Vaccines are a clever hack. By presenting the body with a small and disabled part of a disease, we can use society’s current knowledge of what diseases are currently dangerous (which works a lot faster than evolution does) to pre-load our adaptive immune system with its own most wanted list. That’s what you’re doing when you get your shots. 

In last week’s issue, one question that still seemed to trip people up a bit was the difference between optionality and antifragility. The adaptive immune system is a great illustration of the difference. The first part – pre-generating all of those randomly generated antibodies and antigen receptors – 1) is a kind of optionality, and 2) is a prerequisite for antifragility: you need to have all of these options available to you, so that you’re ready for anything. 

But it’s not enough. You also have to react. The second part – using stressors as information, reacting, and establishing permanent strength because of that reaction – that’s antifragility. Or, to be fair, that’s how I use the term antifragility. It may be narrower than other definitions, but I find it’s useful to be deliberate and specific with how you use words like this. 

Over the course of your life, your adaptive immune system grows stronger every time you’re exposed to new pathogens and diseases. Every time you give it a workout, it learns and strengthens. That’s why, unless you have an immune deficiency, it’s important to get a lot of exposure to dirt and germs early on when you’re young, and then continually throughout your life too. 

The biggest insight here, I think, is to really wrap your head around the nature of information in this system. The presence of a new, unknown pathogen resolves uncertainty for the adaptive immune system, because it tells it something explicit: Hey, you know how you randomly generated all of those antibodies and antigen receptors? This one is the right one. The stressor tells you what to do, and then makes you stronger in a deliberate, non-accidental way. 

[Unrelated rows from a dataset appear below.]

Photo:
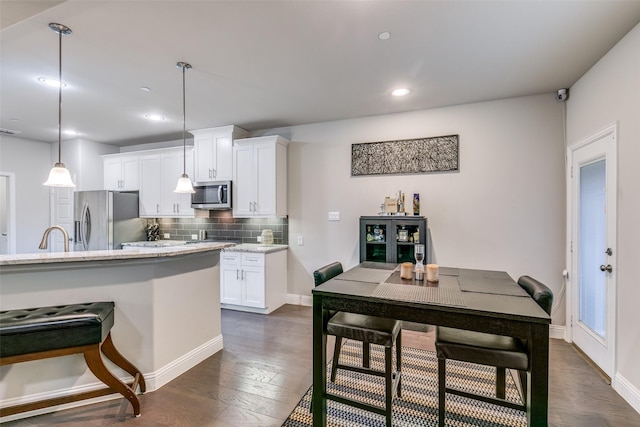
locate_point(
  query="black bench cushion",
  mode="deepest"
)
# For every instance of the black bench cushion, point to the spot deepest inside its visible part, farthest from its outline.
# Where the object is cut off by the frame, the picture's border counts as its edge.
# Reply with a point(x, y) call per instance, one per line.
point(374, 330)
point(478, 347)
point(24, 331)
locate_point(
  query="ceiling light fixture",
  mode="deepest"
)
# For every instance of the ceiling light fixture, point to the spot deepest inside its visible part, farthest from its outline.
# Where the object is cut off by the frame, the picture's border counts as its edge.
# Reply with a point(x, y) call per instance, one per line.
point(59, 175)
point(400, 92)
point(184, 183)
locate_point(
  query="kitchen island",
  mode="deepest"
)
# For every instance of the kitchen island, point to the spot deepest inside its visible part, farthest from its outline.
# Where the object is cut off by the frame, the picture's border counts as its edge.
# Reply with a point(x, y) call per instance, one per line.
point(167, 313)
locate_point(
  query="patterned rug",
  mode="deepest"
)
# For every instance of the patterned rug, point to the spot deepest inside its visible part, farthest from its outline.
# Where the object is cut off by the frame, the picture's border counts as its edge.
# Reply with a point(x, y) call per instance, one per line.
point(418, 406)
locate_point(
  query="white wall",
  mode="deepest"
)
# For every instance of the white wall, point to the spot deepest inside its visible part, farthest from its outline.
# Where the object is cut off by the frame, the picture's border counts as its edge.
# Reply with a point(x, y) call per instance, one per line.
point(503, 210)
point(610, 93)
point(30, 161)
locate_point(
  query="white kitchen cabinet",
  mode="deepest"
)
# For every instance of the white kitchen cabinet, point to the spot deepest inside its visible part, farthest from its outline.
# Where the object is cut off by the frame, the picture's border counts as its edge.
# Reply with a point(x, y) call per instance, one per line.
point(252, 281)
point(260, 177)
point(159, 173)
point(213, 153)
point(121, 172)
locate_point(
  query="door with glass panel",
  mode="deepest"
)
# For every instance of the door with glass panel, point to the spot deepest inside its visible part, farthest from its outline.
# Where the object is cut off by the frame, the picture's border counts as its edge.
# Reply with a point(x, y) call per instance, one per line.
point(593, 247)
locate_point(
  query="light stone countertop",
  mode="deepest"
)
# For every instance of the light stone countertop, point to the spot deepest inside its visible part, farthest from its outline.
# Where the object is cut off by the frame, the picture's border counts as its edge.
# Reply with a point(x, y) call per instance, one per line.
point(110, 255)
point(256, 247)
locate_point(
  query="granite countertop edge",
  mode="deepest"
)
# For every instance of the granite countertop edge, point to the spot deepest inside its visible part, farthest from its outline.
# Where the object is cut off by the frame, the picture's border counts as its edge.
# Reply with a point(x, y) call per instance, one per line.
point(109, 255)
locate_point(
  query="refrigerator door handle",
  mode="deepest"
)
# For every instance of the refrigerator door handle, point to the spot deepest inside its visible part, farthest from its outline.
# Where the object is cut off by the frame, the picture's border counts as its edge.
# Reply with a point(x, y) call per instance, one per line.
point(85, 228)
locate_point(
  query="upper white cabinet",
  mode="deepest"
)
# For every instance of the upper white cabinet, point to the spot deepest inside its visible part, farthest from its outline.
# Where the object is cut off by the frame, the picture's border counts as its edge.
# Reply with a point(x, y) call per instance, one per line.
point(121, 172)
point(214, 152)
point(260, 177)
point(159, 173)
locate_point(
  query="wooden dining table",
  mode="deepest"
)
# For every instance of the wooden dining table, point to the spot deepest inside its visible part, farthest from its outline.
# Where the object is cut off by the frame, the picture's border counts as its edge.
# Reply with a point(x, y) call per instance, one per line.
point(478, 300)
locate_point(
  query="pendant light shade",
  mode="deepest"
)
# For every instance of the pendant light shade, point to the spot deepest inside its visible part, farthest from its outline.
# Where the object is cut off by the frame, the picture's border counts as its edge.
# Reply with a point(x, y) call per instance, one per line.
point(184, 183)
point(59, 175)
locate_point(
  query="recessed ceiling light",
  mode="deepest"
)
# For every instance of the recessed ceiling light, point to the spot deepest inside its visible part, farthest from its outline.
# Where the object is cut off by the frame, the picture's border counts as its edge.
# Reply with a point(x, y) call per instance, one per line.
point(154, 117)
point(51, 82)
point(400, 92)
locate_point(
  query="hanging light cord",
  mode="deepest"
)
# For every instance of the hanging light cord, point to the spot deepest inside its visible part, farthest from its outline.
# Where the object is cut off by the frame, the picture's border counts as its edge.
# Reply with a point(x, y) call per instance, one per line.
point(184, 122)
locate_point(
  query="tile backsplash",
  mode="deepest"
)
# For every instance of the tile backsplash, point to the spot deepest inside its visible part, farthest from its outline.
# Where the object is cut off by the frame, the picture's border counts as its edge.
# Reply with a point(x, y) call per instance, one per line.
point(221, 225)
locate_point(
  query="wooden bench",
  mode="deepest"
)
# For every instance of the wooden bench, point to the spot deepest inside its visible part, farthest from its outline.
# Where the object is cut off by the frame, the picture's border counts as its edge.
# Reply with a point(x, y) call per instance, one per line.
point(44, 332)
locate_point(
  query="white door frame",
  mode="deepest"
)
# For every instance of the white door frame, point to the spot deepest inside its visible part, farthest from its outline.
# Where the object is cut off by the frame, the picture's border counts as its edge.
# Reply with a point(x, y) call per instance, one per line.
point(611, 130)
point(11, 212)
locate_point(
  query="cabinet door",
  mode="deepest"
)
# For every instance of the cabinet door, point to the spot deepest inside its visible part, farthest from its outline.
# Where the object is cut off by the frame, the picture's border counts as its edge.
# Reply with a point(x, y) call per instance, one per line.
point(254, 287)
point(265, 160)
point(244, 181)
point(223, 159)
point(130, 173)
point(150, 185)
point(112, 174)
point(204, 155)
point(230, 284)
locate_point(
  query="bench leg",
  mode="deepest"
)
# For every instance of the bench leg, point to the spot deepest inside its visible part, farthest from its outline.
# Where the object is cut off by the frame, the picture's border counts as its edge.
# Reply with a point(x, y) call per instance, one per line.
point(109, 350)
point(94, 360)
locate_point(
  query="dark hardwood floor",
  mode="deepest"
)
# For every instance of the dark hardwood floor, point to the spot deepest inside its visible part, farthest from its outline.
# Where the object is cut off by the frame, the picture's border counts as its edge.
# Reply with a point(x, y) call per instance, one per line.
point(265, 368)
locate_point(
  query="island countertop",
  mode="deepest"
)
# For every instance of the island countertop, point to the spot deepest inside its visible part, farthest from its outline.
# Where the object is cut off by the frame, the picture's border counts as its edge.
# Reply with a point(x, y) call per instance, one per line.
point(110, 255)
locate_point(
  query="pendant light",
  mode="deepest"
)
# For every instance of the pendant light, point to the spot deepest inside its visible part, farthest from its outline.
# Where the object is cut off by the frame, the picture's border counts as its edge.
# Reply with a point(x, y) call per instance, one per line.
point(59, 175)
point(184, 183)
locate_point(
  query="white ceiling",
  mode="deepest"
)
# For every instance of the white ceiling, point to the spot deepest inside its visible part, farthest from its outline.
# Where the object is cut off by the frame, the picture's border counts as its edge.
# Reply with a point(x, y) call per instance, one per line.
point(266, 64)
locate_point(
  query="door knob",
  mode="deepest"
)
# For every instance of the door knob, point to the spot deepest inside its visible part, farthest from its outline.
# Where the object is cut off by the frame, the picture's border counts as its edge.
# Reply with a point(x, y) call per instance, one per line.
point(606, 268)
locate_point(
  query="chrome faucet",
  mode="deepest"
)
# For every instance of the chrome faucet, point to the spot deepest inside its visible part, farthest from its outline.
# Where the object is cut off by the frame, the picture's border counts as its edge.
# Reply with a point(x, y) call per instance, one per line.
point(65, 236)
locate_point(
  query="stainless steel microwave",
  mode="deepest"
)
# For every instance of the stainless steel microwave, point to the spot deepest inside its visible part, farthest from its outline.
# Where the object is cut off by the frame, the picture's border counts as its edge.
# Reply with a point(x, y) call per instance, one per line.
point(213, 195)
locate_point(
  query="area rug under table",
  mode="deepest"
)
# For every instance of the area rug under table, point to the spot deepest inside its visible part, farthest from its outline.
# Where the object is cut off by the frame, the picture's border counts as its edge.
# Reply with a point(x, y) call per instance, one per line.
point(418, 405)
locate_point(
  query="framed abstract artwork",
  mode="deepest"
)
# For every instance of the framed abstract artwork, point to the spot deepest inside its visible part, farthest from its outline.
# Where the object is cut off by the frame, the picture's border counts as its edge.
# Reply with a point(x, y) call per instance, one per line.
point(407, 156)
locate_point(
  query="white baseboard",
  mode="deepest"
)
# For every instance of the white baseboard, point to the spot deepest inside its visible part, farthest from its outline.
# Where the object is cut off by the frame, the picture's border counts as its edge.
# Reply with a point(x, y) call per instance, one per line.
point(557, 332)
point(627, 390)
point(296, 299)
point(153, 380)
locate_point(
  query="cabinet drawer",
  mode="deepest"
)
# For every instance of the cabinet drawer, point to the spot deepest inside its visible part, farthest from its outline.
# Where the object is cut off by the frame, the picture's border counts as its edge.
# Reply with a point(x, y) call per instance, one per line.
point(252, 259)
point(230, 258)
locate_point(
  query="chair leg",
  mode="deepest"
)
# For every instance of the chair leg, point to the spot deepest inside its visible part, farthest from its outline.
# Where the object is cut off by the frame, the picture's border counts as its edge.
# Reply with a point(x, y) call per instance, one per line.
point(366, 355)
point(500, 382)
point(97, 366)
point(116, 357)
point(442, 363)
point(388, 376)
point(336, 356)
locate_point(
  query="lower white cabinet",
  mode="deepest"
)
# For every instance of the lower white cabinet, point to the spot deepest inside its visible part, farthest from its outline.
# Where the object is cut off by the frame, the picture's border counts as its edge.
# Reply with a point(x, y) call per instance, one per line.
point(253, 281)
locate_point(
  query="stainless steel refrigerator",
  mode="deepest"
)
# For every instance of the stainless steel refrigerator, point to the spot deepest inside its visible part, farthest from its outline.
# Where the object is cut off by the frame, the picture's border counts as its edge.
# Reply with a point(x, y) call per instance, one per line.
point(105, 219)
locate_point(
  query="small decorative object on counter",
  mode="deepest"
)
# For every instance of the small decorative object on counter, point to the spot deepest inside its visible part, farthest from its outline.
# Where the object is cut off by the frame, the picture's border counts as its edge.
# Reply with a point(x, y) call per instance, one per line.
point(433, 274)
point(267, 237)
point(406, 270)
point(153, 232)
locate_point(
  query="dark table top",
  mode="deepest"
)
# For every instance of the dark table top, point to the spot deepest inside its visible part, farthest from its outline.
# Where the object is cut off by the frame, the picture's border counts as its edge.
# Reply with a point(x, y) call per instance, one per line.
point(482, 292)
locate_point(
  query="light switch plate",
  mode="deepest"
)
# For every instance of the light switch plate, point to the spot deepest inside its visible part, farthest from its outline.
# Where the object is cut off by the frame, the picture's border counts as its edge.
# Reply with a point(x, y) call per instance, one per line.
point(334, 216)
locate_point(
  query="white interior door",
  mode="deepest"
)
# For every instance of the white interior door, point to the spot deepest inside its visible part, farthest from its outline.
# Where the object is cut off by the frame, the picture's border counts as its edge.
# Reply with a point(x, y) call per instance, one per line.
point(593, 247)
point(7, 213)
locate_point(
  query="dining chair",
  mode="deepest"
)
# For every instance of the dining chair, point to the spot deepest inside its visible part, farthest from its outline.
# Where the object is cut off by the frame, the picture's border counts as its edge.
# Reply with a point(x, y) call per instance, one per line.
point(487, 349)
point(368, 330)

Compare this to the innate immune system, which has no such capacity (the stressor simply goes unregistered until it’s too late) or barriers like the skin (the stressor actively makes it weaker). For the innate immune system, the stressor is not information: it does not resolve any uncertainty. Information isn’t what you’re told; it’s what you understand!

Coronavirus

In context of what’s going on with the coronavirus pandemic, you can see this relationship between optionality and antifragility playing out in real time. You can compare different countries’ reactions and responses and see how, for example, what’s a cheaper option to Singapore might be an expensive option for America (swift state action to clamp down on transmission). The stressor, “There is a virus” is information to the Singapore government, whereas it’s uncertainty to Washington DC. 

Another notably antifragile country that’s gotten a lot less attention, but has responded in exactly the way you’d expect, is Switzerland. On February 25th, Switzerland saw their first domestic case; three days later, they’d banned all events of over 1000 people. (Imagine the United States acting with that kind of speed!) Since then they’ve repeatedly recalibrated their testing policy as conditions change in real time; it’s not like they don’t have the virus, but you can see they’re dealing with it in their stereotypically Swiss way. Their signature of well-designed and well-executed antifragility is evident in that a country that puts so much emphasis on individual rights (comparable to the United States) is simultaneously so on the ball with reacting and responding to a new stressor. 

On the other hand, there are other aspects of the American system that are going to shine in the response and aftermath here. The American system, for better or worse, is good at never letting a crisis go to waste. It’s hard to see in real time how today’s reactions will build muscle for tomorrow; the process is going to hurt a lot. But America was built for this. The gym is now.